A panel of financial services and retail executives this month disagreed on which side bears the brunt of the burden to ensure compliance with the Payment Card Industry (PCI) Data Security Standard.

Executives from US-based JPMorgan Chase & Co and First Horizon National told an audience at Symantec's Vision user conference in Las Vegas that high-profile data breaches at retailers like TJX Companies are not originating from their side of the fence — yet they must spend significant sums to make sure such incidents don't happen.

All the enforcement scheduled has been on the processing and retailer side, so it has been unfair, frankly
Avivah Litan - Gartner

The TJX incident "was not a JPMorgan [data breach]; it wasn't at First Horizon or Citigroup. It was at a merchant.
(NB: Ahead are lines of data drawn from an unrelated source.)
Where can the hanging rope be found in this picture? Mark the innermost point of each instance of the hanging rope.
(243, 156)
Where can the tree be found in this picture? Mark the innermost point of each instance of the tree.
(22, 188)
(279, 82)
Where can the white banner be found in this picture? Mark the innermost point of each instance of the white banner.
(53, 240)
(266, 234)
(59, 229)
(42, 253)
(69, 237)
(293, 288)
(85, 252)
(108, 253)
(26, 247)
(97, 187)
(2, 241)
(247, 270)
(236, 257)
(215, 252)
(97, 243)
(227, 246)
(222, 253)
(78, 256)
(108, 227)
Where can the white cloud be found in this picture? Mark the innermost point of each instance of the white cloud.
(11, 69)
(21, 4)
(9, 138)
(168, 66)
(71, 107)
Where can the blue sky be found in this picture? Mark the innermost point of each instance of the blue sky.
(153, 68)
And yet all the plans to remediate that have been with the banks," said Christopher Leach, senior vice president and chief information security officer at US-based First Horizon.
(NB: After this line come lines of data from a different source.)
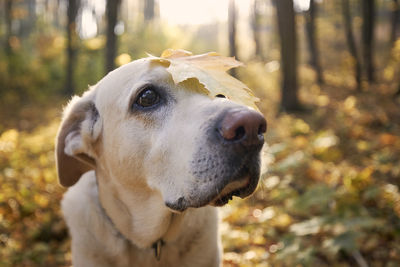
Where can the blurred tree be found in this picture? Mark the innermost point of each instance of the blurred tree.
(72, 45)
(255, 25)
(288, 44)
(28, 22)
(232, 32)
(368, 13)
(395, 20)
(310, 16)
(148, 10)
(351, 42)
(8, 7)
(112, 10)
US-based TJX disclosed early this year that more than 45 million credit and debit card numbers were stolen from two of its IT systems over an 18-month period.
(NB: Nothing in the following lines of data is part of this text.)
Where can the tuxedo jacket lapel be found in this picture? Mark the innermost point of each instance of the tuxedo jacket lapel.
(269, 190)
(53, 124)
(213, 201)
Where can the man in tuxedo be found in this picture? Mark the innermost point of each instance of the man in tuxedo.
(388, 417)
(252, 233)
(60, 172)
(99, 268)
An AT&T executive, on the other hand, contended that banks have so far done little to share in the burden of ensuring credit and debit card security compared with businesses that accept such payments.

The PCI standards were created by five credit card companies — Visa International, MasterCard International, American Express, Discover Financial Services and JCB — to protect credit card data before, during and after transactions.

First Horizon, which operates in 43 states and claims $US5 billion in annual revenue, is currently going through a costly new round of PCI certification efforts — or, as Leach put it, "trying to build that airplane as we build the runway".

"We've discovered that PCI keeps changing," Leach said. "We went down the path to be certified at one point and did a great deal of due diligence only to find out some of the requirements would change. One Visa analyst would say one thing, and another Visa analyst would say something very contradictory."

Brian Glowacki, vice president and lead architect for global storage technology at JPMorgan in the US, agreed that banks are bearing an unfair security burden compared with merchants.

Vanessa Pegueros, US director of compliance services at AT&T, contended that banks are "thumbing their noses at the PCI regulation, so we are paying the price."

"We were doing a good job — maybe not as fast as some would like, but we were on a plan and trying to meet the [PCI] requirements," Pegueros said. "But [Visa is] trying to take a hard-line approach, and we're caught in the middle. Now we have to adjust our plans."

Gartner analyst Avivah Litan agreed that banks are not yet taking adequate measures to comply with the PCI standards.

"There has not been a lot of enforcement at the bank level," she said. "All the enforcement scheduled has been on the processing and retailer side, so it has been unfair, frankly."

Litan said retailers are upset because they believe that they are being held to a higher standard than banks in securing their systems.

Bob Russo, general manager of the PCI Security Standards Council in the US, said that both sides should work together to ensure that the cards are secure.

"This should not be a blame game," he said. "The bottom line is everyone who touches consumer payment card data has a responsibility to secure it."